Interesting response from the department and thank you for sharing it.
Although this is obviously nuanced and something that would need to be considered on a case by case basis, my concerns are that firstly the advice is somewhat inconsistent with content on both the Department of Health website which we linked to in bulletin 24, as well as the MBS (relevant section copied below).
“AN.0.38…A chronic disease or condition is one that has been or is likely to be present for at least six months, including but not limited to asthma, cancer, cardiovascular illness, diabetes mellitus, mental health conditions, arthritis and musculoskeletal conditions.”
But more importantly, verbal advice from the department is notoriously unreliable in the event of an audit. Even written advice can no longer be relied upon. In the recent case of Nithianantha v Commonwealth of Australia  FCA 2063, the PSR Committee rejected written advice from the Provider Services Branch of the Department of Human Services that had been submitted in evidence, saying the advice was “not correct”. The medical practitioner had attempted to rely on the written advice from the department to justify a medical billing decision but was unsuccessful, because the PSR Committee effectively said the advice from Medicare was wrong.
I would exercise extreme caution relying on verbal advice from the department, particularly given the advice appears to have been for GPs and not your specific craft group. Hopefully bulk billing restrictions will be lifted soon and remember you can always charge a private fee and not use a Medicare item number.

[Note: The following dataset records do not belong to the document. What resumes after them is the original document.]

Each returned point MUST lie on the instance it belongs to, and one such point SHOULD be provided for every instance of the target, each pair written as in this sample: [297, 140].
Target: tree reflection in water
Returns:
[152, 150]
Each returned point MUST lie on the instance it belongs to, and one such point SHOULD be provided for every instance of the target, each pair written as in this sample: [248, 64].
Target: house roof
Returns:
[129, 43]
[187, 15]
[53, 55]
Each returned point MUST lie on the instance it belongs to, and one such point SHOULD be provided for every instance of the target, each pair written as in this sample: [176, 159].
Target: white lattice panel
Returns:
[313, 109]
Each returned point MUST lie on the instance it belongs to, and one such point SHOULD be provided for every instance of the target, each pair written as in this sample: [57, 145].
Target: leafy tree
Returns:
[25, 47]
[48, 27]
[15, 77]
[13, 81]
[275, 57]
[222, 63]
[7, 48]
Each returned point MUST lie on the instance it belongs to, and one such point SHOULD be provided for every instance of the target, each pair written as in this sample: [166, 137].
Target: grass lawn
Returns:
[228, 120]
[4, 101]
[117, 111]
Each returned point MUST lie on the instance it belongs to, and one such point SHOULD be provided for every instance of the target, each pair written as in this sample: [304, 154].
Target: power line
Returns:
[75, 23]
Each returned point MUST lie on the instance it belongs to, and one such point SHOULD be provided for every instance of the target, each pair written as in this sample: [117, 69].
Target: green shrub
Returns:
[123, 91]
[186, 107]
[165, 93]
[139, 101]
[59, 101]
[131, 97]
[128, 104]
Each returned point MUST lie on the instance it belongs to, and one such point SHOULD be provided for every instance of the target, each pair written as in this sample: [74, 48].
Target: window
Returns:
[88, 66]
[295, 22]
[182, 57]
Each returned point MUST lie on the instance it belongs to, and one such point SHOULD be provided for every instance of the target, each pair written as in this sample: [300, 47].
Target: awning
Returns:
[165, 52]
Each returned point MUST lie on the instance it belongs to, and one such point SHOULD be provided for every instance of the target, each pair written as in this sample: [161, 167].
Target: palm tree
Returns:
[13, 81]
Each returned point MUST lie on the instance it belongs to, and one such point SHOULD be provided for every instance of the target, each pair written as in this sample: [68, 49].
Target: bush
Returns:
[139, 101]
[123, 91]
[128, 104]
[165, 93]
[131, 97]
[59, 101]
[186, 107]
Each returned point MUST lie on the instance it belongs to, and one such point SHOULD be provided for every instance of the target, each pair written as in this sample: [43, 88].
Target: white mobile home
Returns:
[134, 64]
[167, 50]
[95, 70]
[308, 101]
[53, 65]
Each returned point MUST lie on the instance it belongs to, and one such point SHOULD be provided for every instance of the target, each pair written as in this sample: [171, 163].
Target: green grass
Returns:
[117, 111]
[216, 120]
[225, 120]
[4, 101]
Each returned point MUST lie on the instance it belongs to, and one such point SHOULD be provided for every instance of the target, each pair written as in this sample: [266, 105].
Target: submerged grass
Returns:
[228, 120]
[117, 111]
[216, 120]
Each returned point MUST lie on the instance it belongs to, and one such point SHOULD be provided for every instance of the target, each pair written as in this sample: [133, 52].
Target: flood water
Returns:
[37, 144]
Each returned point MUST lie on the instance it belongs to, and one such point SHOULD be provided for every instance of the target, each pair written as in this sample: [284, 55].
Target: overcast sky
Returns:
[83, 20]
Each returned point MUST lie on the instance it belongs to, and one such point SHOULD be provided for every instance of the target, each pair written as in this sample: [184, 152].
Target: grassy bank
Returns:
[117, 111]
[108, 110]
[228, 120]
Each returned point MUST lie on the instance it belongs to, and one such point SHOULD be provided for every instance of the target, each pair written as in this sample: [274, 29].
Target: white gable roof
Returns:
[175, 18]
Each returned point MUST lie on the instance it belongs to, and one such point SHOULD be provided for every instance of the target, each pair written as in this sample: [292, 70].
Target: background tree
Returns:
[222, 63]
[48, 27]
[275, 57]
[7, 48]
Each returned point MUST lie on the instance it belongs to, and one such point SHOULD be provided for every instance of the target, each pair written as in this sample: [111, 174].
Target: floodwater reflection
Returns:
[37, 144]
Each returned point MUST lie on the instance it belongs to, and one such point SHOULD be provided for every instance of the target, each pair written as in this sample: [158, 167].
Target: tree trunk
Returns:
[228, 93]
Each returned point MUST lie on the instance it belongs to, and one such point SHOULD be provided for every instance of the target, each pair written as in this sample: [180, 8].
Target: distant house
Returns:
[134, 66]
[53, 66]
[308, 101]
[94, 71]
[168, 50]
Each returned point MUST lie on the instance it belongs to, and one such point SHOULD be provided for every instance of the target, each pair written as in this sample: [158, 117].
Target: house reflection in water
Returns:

5. Is it possible to have a provider number where the location is a PO Box. This is a provider number I would use for telehealth only bit I don’t want to use my home address or existing practice provider number?
No. Provider numbers are linked to physical street addresses.
6. I am a GP. There is a list of people who must be bulk billed if Covid item numbers are used.
If someone has a chronic disease and is between the ages of 16 and 70 but has no concession card, am I able to add a 10990 to the direct billing to Medicare?
There is no ‘list of people’ as such who have to be bulk billed. The current provisions are that anyone meeting the ‘vulnerable’ criteria must be bulk billed. Have a look at bulletin 22 for the legal definition of ‘vulnerable.’
In response to the second part of your question, the answer is no. The usual rules apply to use of the bulk bill incentive items 10990-10992.
7. When I visit nursing homes to see patients, I bill them a 145 and then for short follow ups I bill 128. As I can’t visit nursing homes now during Covid, I’ve recently done an initial telehealth assessment which I’ve billed a 141+149 for. However, I’m not sure how to bill my subsequent short follow up visit. I can’t bill 128 with a 149 loading. Would I have to bill the Covid telehealth equivalent of 116? How were short telehealth consults by Geriatricians done before Covid?
You can bill 143 + 149 as long as you meet all of the criteria for 143, so it has to be over 30 minutes. Or 116 + 112.